In tunnel mode, only the first request of the session can be routed, upcoming data of the connection is forwarded as payload in the tunnel established by HAProxy between the client and the server.
ALOHA 4.2 to 5.5
By default, the ALOHA is configured in the server-close mode, which is compatible with the information provided in this document.
If you need to enable tunnel mode on this ALOHA version, then you’ll be able to route the whole traffic based on the first request of each connection. This can be sufficient in most cases.
ALOHA 6.0 and above
Since the ALOHA 6.0, a new connection mode has been introduced: http-keep-alive. This mode is compatible with NTLM since it keeps the connection opened on the server side, but it is also able to analyse the whole content exchanged on this connection.
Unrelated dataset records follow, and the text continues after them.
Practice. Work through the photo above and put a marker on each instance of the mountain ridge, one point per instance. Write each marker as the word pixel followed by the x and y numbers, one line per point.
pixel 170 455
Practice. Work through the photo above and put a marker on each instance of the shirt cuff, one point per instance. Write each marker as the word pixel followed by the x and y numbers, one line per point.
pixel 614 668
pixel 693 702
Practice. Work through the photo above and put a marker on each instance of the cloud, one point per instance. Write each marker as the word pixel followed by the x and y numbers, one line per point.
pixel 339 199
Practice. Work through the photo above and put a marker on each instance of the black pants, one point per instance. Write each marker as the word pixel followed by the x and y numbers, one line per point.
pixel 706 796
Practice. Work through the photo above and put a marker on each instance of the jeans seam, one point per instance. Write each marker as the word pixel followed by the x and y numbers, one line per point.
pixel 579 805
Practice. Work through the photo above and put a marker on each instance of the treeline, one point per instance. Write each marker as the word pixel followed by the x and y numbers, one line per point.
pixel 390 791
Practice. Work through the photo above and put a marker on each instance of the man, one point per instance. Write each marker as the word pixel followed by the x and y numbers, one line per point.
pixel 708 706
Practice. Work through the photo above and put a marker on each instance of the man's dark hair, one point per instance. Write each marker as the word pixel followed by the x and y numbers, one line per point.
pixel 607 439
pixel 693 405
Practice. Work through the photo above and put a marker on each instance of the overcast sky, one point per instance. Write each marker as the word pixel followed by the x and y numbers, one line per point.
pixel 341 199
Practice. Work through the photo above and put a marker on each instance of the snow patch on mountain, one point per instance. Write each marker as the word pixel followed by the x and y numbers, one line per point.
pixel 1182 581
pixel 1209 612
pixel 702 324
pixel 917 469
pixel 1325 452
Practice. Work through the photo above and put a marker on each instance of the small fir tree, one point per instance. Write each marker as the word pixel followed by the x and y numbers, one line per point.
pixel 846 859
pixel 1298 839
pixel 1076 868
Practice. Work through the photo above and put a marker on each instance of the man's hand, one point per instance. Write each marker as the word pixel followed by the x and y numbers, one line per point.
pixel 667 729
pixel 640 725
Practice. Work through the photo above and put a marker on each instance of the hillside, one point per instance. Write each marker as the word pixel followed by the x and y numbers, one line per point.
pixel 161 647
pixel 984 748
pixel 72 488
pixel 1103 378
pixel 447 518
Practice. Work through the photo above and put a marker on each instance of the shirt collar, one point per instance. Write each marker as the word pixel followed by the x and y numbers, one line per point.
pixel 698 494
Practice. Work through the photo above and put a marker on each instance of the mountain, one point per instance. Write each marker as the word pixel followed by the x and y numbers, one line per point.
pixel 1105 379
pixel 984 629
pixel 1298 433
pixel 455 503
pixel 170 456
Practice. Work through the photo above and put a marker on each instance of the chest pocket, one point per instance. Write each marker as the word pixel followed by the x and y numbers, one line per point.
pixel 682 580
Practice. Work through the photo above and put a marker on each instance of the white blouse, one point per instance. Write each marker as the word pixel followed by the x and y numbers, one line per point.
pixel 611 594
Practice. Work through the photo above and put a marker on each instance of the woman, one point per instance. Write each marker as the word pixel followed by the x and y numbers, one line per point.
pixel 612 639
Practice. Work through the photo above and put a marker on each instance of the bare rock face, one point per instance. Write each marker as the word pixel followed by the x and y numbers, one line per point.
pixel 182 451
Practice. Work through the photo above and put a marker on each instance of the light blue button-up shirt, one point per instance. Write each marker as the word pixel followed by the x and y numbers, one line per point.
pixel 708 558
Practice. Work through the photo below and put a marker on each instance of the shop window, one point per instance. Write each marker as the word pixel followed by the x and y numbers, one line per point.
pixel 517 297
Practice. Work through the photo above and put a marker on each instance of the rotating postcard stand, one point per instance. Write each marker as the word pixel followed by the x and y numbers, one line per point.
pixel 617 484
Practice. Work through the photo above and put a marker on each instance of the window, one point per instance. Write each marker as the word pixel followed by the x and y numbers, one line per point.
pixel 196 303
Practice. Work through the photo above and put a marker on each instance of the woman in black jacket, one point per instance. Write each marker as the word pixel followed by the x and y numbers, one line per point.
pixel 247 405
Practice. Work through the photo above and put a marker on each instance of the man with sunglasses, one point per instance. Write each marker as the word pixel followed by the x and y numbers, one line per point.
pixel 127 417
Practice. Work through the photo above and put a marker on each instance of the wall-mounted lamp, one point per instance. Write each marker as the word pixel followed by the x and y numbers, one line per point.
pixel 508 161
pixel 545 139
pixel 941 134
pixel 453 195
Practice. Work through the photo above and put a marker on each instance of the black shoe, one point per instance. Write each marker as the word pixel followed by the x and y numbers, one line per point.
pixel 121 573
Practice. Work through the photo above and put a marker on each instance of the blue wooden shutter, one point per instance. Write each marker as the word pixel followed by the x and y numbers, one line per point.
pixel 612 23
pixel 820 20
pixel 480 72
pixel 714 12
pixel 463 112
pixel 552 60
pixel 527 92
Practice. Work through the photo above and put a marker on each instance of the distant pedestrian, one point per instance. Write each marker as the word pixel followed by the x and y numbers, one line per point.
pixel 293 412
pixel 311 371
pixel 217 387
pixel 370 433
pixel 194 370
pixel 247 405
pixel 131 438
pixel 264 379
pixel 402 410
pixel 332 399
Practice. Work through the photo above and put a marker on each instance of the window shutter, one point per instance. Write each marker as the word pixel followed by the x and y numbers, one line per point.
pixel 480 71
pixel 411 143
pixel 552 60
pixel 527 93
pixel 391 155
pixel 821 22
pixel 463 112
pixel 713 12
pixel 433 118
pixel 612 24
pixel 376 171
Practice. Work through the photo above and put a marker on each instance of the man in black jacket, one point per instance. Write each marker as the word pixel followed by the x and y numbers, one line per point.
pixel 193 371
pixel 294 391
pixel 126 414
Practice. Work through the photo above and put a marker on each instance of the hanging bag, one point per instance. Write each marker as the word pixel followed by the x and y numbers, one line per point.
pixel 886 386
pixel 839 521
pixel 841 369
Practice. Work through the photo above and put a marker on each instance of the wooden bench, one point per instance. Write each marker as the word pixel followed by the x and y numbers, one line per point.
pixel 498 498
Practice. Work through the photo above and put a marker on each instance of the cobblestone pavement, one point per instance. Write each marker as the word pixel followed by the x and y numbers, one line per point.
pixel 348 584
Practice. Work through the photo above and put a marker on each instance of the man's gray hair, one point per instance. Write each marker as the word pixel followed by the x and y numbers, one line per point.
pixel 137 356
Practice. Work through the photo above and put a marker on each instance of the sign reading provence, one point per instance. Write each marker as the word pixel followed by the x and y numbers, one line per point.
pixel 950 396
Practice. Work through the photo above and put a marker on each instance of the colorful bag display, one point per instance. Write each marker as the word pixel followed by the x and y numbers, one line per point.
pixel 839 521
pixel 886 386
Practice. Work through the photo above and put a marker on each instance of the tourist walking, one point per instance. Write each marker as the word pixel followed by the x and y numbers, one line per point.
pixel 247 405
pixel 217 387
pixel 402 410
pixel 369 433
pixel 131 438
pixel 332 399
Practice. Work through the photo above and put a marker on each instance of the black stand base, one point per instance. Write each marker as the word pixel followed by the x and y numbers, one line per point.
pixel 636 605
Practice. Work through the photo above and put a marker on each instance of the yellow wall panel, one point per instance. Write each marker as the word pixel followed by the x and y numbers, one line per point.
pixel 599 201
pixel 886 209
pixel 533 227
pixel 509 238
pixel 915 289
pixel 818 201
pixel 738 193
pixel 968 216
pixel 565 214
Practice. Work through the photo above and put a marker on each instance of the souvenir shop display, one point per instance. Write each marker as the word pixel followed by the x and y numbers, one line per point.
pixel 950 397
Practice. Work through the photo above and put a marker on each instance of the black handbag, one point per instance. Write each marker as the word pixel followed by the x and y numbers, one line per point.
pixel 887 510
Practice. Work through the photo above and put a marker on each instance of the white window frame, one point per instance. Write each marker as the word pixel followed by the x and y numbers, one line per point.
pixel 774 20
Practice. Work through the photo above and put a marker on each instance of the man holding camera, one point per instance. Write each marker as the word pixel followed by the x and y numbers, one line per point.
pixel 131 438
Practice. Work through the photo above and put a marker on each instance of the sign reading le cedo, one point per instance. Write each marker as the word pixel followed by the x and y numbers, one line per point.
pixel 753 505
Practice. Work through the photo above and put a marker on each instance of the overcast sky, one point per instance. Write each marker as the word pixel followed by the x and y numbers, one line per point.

It means it is able to route any request from an established connection to an other server when required.
The tunnel mode is still available, called http-tunnel, and could be used in very rare cases.
Usually, the Content Switching ability is associated to Reverse-Proxies.
HAProxy’s way of working is typically a Reverse proxy. In your configuration, you define entry points, called frontend, and outgoing points, called backend. The way to choose which backend to route an HTTP request is content switching.
Content Switching in the ALOHA Load-Balancer
HAProxy’s internal routing process
In the ALOHA, the software responsible to processing HTTP is HAProxy. So this is in HAProxy that we’ll be able to configure content switching rules.
From an HTTP point of view, HAProxy is split into two main components:
- frontend: manages everything related to the client side
- backend: manages everything related to the server side
Basically, when a client sends a request, it is first processed by the frontend. Then, based on its rules, it routes the request to a backend.
Routing decision can be taken on the following items:
- any string or regexp matching in HTTP headers
- any string or regexp matching in the URL (including scheme and protocol version)
- any value of a query string parameter
- any file extension
- cookie values
- ssl protocol
- HAProxy’s internal status (farm capacity, etc…)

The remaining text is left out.